BAZNAS Award 2019 Dorong Kemajuan Perzakatan Nasional

Editor: Koko Triarko

JAKARTA – Badan Amil Zakat Nasional (BAZNAS) menggelar BAZNAS Award 2019 bertajuk ‘Zakat Tumbuh Bermanfaat’, sebagai apresiasi terhadap upaya pengelolaan zakat nasional.

“Kami berharap, BAZNAS Award ini mampu memberikan dampak positif untuk terus menginspirasi dan mendukung kemajuan dunia perzakatan,” kata Ketua BAZNAS, Bambang Sudibyo, dalam konferensi pers di Jakarta, Senin (26/8/2019) sore.

Dia menambahkan, kegiatan ini sebagai alat pengungkit untuk mendorong optimalisasi pengelolaan zakat nasional, mendorong kreativitas dan inovasi kerja dalam mewujudkan kebangkitan zakat nasional, dan mempererat tali silaturahmi antara BAZNAS dan  Lembaga Amil Zakat (LAZ). Serta memupuk semangat kebangsaan antargenerasi untuk memperkuat ketahanan nasional menghadapi tantangan global.

“BAZNAS Award ini bertujuan untuk meningkatkan motivasi dan kinerja amil dan organisasi pengelola zakat, dalam pengentasan kemiskinan,” imbuhnya.

Bambang mengatakan, kriteria pemenang dalam BAZNAS Award 2019 berdasarkan hasil kinerja BAZNAS provinsi/daerah dan LAZ provinsi/daerah pada 2018.

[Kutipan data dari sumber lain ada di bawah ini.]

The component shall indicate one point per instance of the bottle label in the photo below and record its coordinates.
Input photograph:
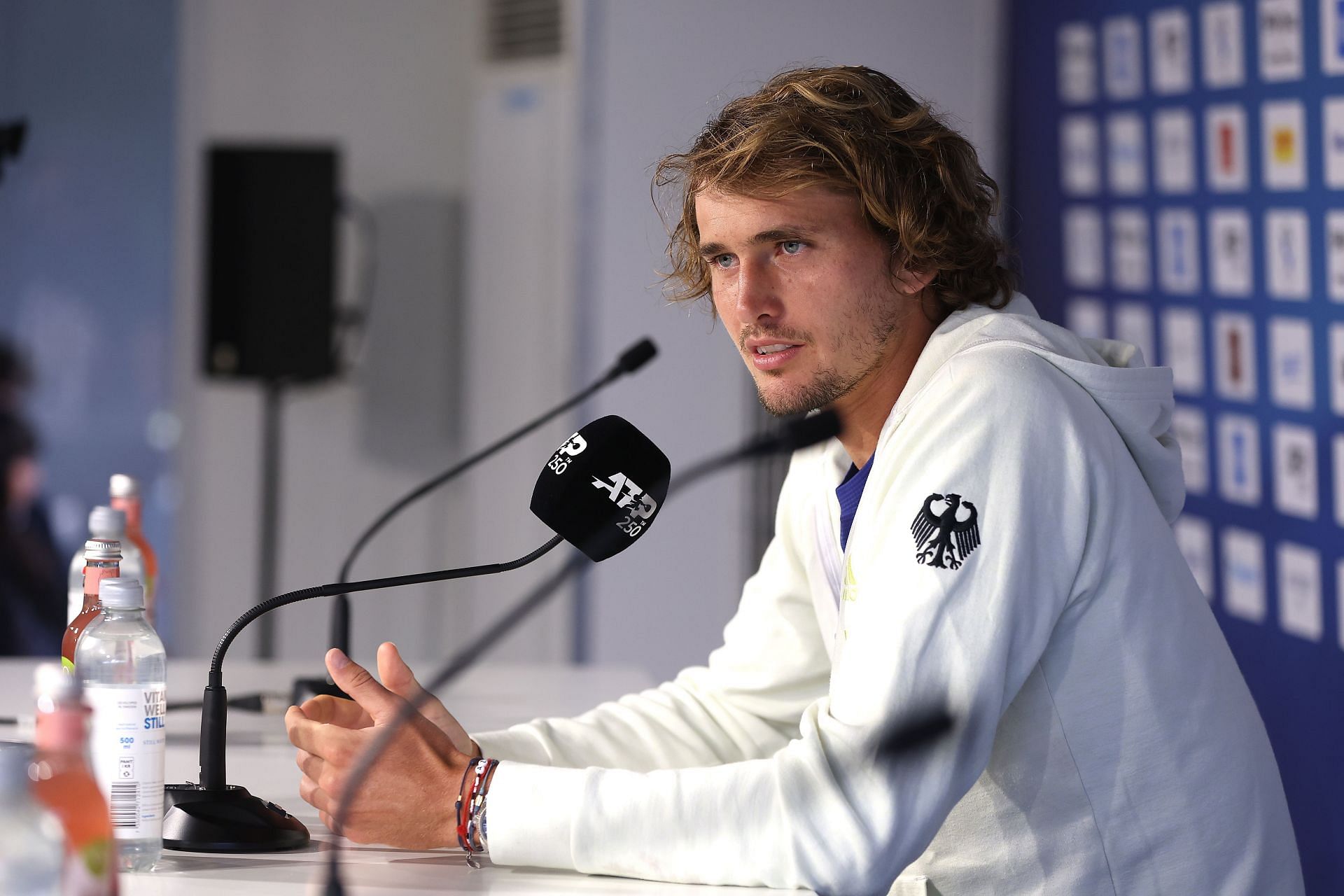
(127, 747)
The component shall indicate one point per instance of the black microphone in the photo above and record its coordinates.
(628, 362)
(214, 816)
(793, 435)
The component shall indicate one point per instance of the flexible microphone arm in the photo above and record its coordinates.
(629, 360)
(794, 434)
(214, 713)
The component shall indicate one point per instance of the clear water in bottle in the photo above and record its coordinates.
(31, 843)
(122, 665)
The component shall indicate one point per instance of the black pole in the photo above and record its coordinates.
(269, 530)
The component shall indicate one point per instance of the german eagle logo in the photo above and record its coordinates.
(942, 539)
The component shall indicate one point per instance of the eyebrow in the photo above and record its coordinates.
(774, 234)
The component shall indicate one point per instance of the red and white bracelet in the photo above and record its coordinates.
(470, 808)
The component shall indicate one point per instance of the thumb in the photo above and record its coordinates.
(355, 680)
(397, 676)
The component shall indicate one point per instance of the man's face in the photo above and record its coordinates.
(806, 289)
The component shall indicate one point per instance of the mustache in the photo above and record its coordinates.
(780, 333)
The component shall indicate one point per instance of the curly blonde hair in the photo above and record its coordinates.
(853, 130)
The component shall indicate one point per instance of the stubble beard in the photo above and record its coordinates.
(828, 384)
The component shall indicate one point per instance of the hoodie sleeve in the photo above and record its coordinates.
(1021, 444)
(743, 704)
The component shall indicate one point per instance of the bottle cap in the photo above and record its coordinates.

BAZNAS Award 2019 ini, memberikan penghargaan kepada BAZNAS dan LAZ tingkat provinsi dan kabupaten/kota, Unit Pengumpul Zakat (UPZ) BUMN, swasta dan sejumlah kepala daerah, tokoh dan media pendukung kebangkitan zakat.

Kualitas award ini sangat kredibel, terukur, transparan dan mendapat pengakuan masyarakat. “Diharapkan, kegiatan ini dapat mendorong prestasi zakat nasional, sehingga dapat memacu kebangkitan zakat di negeri ini,” kata Bambang.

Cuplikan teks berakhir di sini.